認知症の場合、介護的には盗られたに「同調」するのが正解なのだろうが、父の場合は物が見つからない→盗られたに違いないという単純な流れではない。
認知症の症状が出る前から、物を盗られたと頻繁に言っていたので、今の訴えが認知症だからなのか、別の疾患なのかの区別が難しい。
今回も、盗られた話しにはストーリーがある。
窓側の右のベッドの人は、見舞客が来ない。
買い物に行ってくれる人がいないので困っていたはずだ、さっきも水を飲みに行っていたようだが手で汲んで飲んだに違いない(想像)。それで帰りがけにこっそり俺のコップを持っていった。(父のコップは記名済)
左のベッドの人は、子供が小さい。
さっき見舞いに来ていたが、子供を遊ばせるために俺のメモ帳と鉛筆を盗んだに違いない。
向いのベッドの人は、パジャマの色が褪めている。
新しいパジャマも買えないくらい貧乏(想像)なので、俺の電気カミソリを盗んだのはあいつだ。
それぞれの観察をして、その結果こうだったと言い張る。
他の認知症の人でも、途中に観察した事実を織り込むのがありがちなのかどうか知らないけれど、いちいち観察して想像してるかと思うと気持ち悪い。
向こうのベッドの人に小さいお子さんがいるのは事実だし、向かいの人のパジャマが色褪せているのも事実だ。
そうして、俺の言っていることは事実だと話しを持って行くのだが、これは若いときからそうだった。

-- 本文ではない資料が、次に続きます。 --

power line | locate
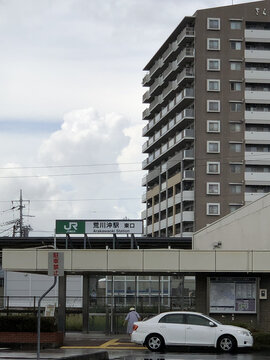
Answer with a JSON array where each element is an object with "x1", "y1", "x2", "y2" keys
[
  {"x1": 0, "y1": 198, "x2": 140, "y2": 203},
  {"x1": 0, "y1": 169, "x2": 141, "y2": 179},
  {"x1": 0, "y1": 162, "x2": 141, "y2": 170}
]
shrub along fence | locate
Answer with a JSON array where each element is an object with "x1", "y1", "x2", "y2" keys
[{"x1": 0, "y1": 315, "x2": 64, "y2": 347}]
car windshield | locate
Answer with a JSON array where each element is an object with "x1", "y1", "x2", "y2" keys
[{"x1": 207, "y1": 316, "x2": 223, "y2": 325}]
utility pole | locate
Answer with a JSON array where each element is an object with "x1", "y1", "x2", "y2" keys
[{"x1": 12, "y1": 189, "x2": 32, "y2": 237}]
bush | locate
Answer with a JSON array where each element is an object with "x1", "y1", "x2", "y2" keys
[{"x1": 0, "y1": 315, "x2": 57, "y2": 332}]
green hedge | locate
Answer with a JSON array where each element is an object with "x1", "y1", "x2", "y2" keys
[{"x1": 0, "y1": 315, "x2": 57, "y2": 332}]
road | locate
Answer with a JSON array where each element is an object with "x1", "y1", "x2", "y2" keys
[{"x1": 109, "y1": 350, "x2": 270, "y2": 360}]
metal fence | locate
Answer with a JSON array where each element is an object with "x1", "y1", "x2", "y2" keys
[{"x1": 0, "y1": 296, "x2": 195, "y2": 334}]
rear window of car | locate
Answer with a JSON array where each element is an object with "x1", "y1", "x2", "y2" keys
[
  {"x1": 186, "y1": 314, "x2": 210, "y2": 326},
  {"x1": 159, "y1": 314, "x2": 185, "y2": 324}
]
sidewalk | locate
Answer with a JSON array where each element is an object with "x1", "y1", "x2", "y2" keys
[{"x1": 0, "y1": 332, "x2": 135, "y2": 360}]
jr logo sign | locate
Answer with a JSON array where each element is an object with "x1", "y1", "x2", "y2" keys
[
  {"x1": 64, "y1": 221, "x2": 78, "y2": 231},
  {"x1": 56, "y1": 220, "x2": 85, "y2": 234}
]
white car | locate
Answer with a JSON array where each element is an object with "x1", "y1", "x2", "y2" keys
[{"x1": 131, "y1": 311, "x2": 253, "y2": 352}]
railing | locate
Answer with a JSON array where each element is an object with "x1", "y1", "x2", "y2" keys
[
  {"x1": 143, "y1": 129, "x2": 194, "y2": 168},
  {"x1": 142, "y1": 109, "x2": 194, "y2": 151},
  {"x1": 177, "y1": 27, "x2": 195, "y2": 44},
  {"x1": 142, "y1": 88, "x2": 194, "y2": 136},
  {"x1": 0, "y1": 290, "x2": 195, "y2": 313}
]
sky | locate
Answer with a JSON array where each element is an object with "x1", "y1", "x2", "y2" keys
[{"x1": 0, "y1": 0, "x2": 260, "y2": 236}]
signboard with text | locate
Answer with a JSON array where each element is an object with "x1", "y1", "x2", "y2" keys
[
  {"x1": 55, "y1": 220, "x2": 143, "y2": 234},
  {"x1": 48, "y1": 251, "x2": 64, "y2": 276}
]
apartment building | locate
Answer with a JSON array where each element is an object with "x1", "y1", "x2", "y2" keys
[{"x1": 142, "y1": 0, "x2": 270, "y2": 237}]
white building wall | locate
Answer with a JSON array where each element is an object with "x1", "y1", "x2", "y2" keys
[{"x1": 193, "y1": 194, "x2": 270, "y2": 250}]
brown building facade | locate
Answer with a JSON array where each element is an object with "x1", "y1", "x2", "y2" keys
[{"x1": 142, "y1": 0, "x2": 270, "y2": 237}]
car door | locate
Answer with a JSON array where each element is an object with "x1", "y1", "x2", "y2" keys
[
  {"x1": 158, "y1": 313, "x2": 186, "y2": 345},
  {"x1": 186, "y1": 314, "x2": 217, "y2": 346}
]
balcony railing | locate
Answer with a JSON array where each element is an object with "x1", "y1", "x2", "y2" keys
[
  {"x1": 162, "y1": 41, "x2": 178, "y2": 61},
  {"x1": 143, "y1": 129, "x2": 194, "y2": 169},
  {"x1": 142, "y1": 94, "x2": 194, "y2": 152},
  {"x1": 143, "y1": 103, "x2": 194, "y2": 136},
  {"x1": 177, "y1": 27, "x2": 195, "y2": 45},
  {"x1": 149, "y1": 59, "x2": 164, "y2": 76}
]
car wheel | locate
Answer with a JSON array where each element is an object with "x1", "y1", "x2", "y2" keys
[
  {"x1": 217, "y1": 335, "x2": 237, "y2": 352},
  {"x1": 145, "y1": 334, "x2": 164, "y2": 351}
]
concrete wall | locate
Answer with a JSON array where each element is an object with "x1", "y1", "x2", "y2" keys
[{"x1": 193, "y1": 195, "x2": 270, "y2": 250}]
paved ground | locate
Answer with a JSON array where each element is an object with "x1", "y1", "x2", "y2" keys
[{"x1": 0, "y1": 333, "x2": 148, "y2": 360}]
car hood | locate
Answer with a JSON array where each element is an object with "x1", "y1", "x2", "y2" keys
[{"x1": 221, "y1": 325, "x2": 250, "y2": 332}]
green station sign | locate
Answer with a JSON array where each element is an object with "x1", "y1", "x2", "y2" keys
[{"x1": 55, "y1": 220, "x2": 85, "y2": 234}]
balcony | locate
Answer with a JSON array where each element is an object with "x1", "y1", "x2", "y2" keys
[
  {"x1": 142, "y1": 73, "x2": 151, "y2": 86},
  {"x1": 245, "y1": 193, "x2": 267, "y2": 203},
  {"x1": 149, "y1": 76, "x2": 163, "y2": 97},
  {"x1": 245, "y1": 29, "x2": 270, "y2": 43},
  {"x1": 149, "y1": 59, "x2": 164, "y2": 77},
  {"x1": 177, "y1": 27, "x2": 195, "y2": 46},
  {"x1": 141, "y1": 210, "x2": 146, "y2": 220},
  {"x1": 142, "y1": 129, "x2": 194, "y2": 170},
  {"x1": 162, "y1": 80, "x2": 177, "y2": 100},
  {"x1": 142, "y1": 94, "x2": 194, "y2": 136},
  {"x1": 143, "y1": 90, "x2": 150, "y2": 103},
  {"x1": 176, "y1": 48, "x2": 195, "y2": 66},
  {"x1": 182, "y1": 211, "x2": 194, "y2": 221},
  {"x1": 245, "y1": 90, "x2": 270, "y2": 104},
  {"x1": 245, "y1": 49, "x2": 270, "y2": 63},
  {"x1": 183, "y1": 190, "x2": 194, "y2": 201},
  {"x1": 183, "y1": 149, "x2": 194, "y2": 160},
  {"x1": 245, "y1": 131, "x2": 270, "y2": 144},
  {"x1": 142, "y1": 175, "x2": 147, "y2": 186},
  {"x1": 142, "y1": 192, "x2": 146, "y2": 203},
  {"x1": 245, "y1": 111, "x2": 270, "y2": 124},
  {"x1": 245, "y1": 151, "x2": 270, "y2": 165},
  {"x1": 176, "y1": 68, "x2": 195, "y2": 86},
  {"x1": 174, "y1": 190, "x2": 194, "y2": 204},
  {"x1": 142, "y1": 109, "x2": 194, "y2": 152},
  {"x1": 143, "y1": 108, "x2": 151, "y2": 120},
  {"x1": 183, "y1": 170, "x2": 195, "y2": 180},
  {"x1": 149, "y1": 95, "x2": 163, "y2": 113},
  {"x1": 147, "y1": 224, "x2": 152, "y2": 235},
  {"x1": 175, "y1": 211, "x2": 194, "y2": 224},
  {"x1": 245, "y1": 172, "x2": 270, "y2": 185},
  {"x1": 163, "y1": 60, "x2": 177, "y2": 81},
  {"x1": 245, "y1": 70, "x2": 270, "y2": 83},
  {"x1": 162, "y1": 41, "x2": 178, "y2": 61}
]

同調して貰うように細かい観察をすることは認知症にも可能なのか。
が、父に同調する時は気を付けなければならないことがあって、
以前、商品に延々と文句を言い続けるので面倒くさくて
「ああ、ホントだこれはおかしいね」
と言ったら父がメーカーにクレームの電話をし始めて
「家の者もおかしいと言っている、ほれ」
と言って私に電話を押し付けた。
引きずり込み方がえげつない。
これを、本人を目の前に病室でやられたら裁判沙汰である。